Neuropsychiatric illnesses and the use of psychotropic medications are equally prevalent.1,4 The two conditions can merely coexist; however, there are now substantial data supporting a strong relationship between these two prevalent conditions. The interaction of heart and psyche is bidirectional. Emotions and stressful experiences affect the heart directly through the autonomic nervous system and indirectly through neuroendocrine pathways. Conversely, cardiac activity and function can reach conscious awareness and may be experienced as symptoms.
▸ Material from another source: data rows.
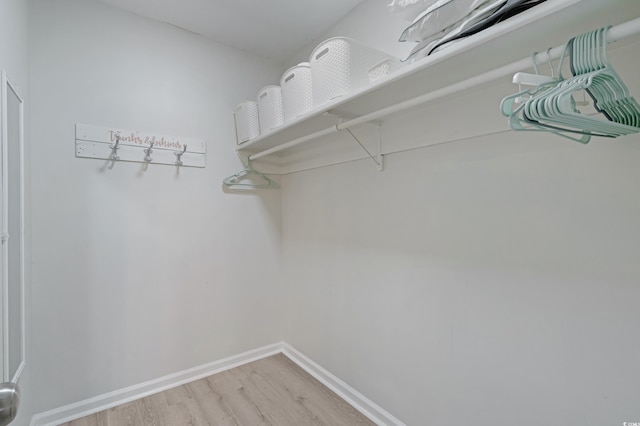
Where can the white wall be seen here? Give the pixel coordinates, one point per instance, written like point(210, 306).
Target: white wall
point(138, 274)
point(14, 59)
point(488, 280)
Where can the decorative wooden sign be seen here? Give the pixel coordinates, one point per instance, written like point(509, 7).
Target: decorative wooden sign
point(113, 144)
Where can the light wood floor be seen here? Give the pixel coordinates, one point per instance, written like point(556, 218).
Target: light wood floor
point(271, 391)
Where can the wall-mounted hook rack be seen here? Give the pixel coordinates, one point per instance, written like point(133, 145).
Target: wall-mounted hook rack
point(179, 155)
point(114, 149)
point(148, 151)
point(134, 146)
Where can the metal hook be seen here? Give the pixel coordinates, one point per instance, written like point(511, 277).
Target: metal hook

However, psychological aspects of organic illnesses are usually ignored or underdiagnosed.1 Physicians often attribute somatic complaints of fatigue, lethargy, insomnia, and loss of appetite to underlying physical condition and medications. There may also be a lack of confidence by physicians in the use of psychotropic drugs in cardiovascular conditions. Although several psychotropic agents have been shown to be cardiotoxic, there are others that have been shown to be safe in cardiac conditions and might actually improve a patient’s morbidity.4

This article was written in order to review the extent and coexistence of the two groups of diseases and the relationship between cardiovascular diseases and psychiatric conditions.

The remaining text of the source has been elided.